‘Keep calm and read Espinàs’

  • Una vida articulada
  • Josep M. Espinàs
  • Edicions La Campana
  • Barcelona, 2013
  • 504 páginas

En Una vida articulada, libres de fechas y títulos concretos, y recortados, los artículos de Espinàs se han convertido en una mezcla de memorias y crónica, de miscelánea y de libro de filosofía práctica, en el mejor sentido de la palabra. Una vez leído el medio millar de páginas –seleccionadas de una montaña de treinta y seis años, once mil columnas–, saco un par o tres de conclusiones.

La primera, que Espinàs es el puente ancho, funcional e ineludible que une el articulismo clásico catalán –Carner, Sagarra y especialmente Pla– con el de Monzó, Pàmies o Moliner: un articulismo moderno y ciudadano, fruto de la sociedad de la abundancia –con o sin crisis–, y basado en la guarda permanente del sentido común contra los vendedores de motos y el facilismo de los tópicos, un articulismo en tiempos de audiovisuales y máximas audiencias, que emplea el matiz contra la espectacularidad –y a menudo no hay nada tan espectacular como el matiz.

Espinàs deja atrás la mala leche y el enciclopedismo de Pla, es más desnudo, menos libresco, pero igualmente conversador: tiene la misma capacidad de narración, de observación, de sacarle punta a todo, de elevación del interés. Tiene la ironía del amigo que quisieras tener permanentemente a comer. Por eso este libro es tan goloso. Nada entorpece su lectura.

La segunda, que detrás de estos artículos está la tenacidad de toda una filosofía. Una sabiduría pasada por el tamiz de tantas generaciones como la etimología de las palabras y que, a partir del escepticismo propio de un periódico –que es la escuela permanente de lo real–, nos conduce a una visión optimista y convincente de la existencia humana. El optimismo está en la médula de este libro. A partir de aquí, como ya dijo santo Tomás, “el bien se difunde por sí mismo”, y no se le puede pedir más a un libro.

El modo que tiene Espinàs de conseguirlo es destrascendentalizando a la persona, haciéndola salir del centro de la composición. No como los románticos, que desplazaban a la persona remitiéndola a la naturaleza, sino encontrándola en las inmediateces, en la vida civilizada, en el entorno, nunca demasiado lejos. Espinàs es nuestro enviado especial a la cotidianidad. Es como un salabre que capturase la silueta imprecisa de la condición humana. De ahí esa fijación en el exterior inmediato, en los niños, los animales –sobre todo los pequeños, los insectos–, los árboles y los objetos, en los detalles y la infinidad de cosas pequeñas que conforman el ambiente donde el hombre se hace: las circunstancias que nos siluetean.

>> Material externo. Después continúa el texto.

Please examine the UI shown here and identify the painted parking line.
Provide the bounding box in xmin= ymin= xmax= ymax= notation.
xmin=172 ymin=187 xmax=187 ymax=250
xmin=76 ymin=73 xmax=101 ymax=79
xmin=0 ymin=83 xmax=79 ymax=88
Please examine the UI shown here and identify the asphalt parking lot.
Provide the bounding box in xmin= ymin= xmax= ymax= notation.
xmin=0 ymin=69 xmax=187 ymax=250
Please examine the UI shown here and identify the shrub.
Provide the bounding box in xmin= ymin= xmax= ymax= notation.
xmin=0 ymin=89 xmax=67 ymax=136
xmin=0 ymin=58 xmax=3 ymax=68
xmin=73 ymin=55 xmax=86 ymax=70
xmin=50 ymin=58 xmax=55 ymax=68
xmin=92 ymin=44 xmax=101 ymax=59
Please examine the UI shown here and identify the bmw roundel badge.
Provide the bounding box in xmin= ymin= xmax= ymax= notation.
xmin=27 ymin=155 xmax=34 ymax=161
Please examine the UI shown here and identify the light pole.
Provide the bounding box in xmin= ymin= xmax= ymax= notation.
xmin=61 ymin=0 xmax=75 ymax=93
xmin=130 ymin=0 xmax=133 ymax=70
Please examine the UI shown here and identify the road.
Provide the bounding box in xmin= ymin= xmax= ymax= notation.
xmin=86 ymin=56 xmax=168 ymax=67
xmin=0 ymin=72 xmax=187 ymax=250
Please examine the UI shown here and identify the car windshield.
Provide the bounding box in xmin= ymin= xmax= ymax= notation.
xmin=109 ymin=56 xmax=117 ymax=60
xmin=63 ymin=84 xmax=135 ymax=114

Las cosas gratuitas, porque “los actos libres y gratuitos definen al ser humano”. Naturalmente: la gratuidad es la base de la libertad. No le hace falta moverse demasiado, las cosas le llegan, se define más por lo que no es que por lo que es, y por eso repite constantemente que cuando se pone a escribir todo su entorno desaparece. Espinàs desaparece y, gracias a esta desaparición, se convierte en el espejo de cualquiera. Claro que desaparece: se vuelve la silueta, el vacío, como si el entorno del mundo fuese su piel y como si las realidades más interiores y más íntimas –esta fijación con el tiempo, por ejemplo, que nos atraviesa– estuviesen fuera. Así describe el vacío que nos acoge. Un vacío que tiene forma humana.

Es una trampa en la que caemos gustosamente. Porque que sea antitrascendente no significa que no trascienda. Un vacío –un ambiente–, más que un espejo es un molde. Observamos al observador Espinàs, nos reconocemos en su “ejercicio periódico de despersonalización”, aprendemos de él y le agradecemos sobre todo su ejemplo de serenidad.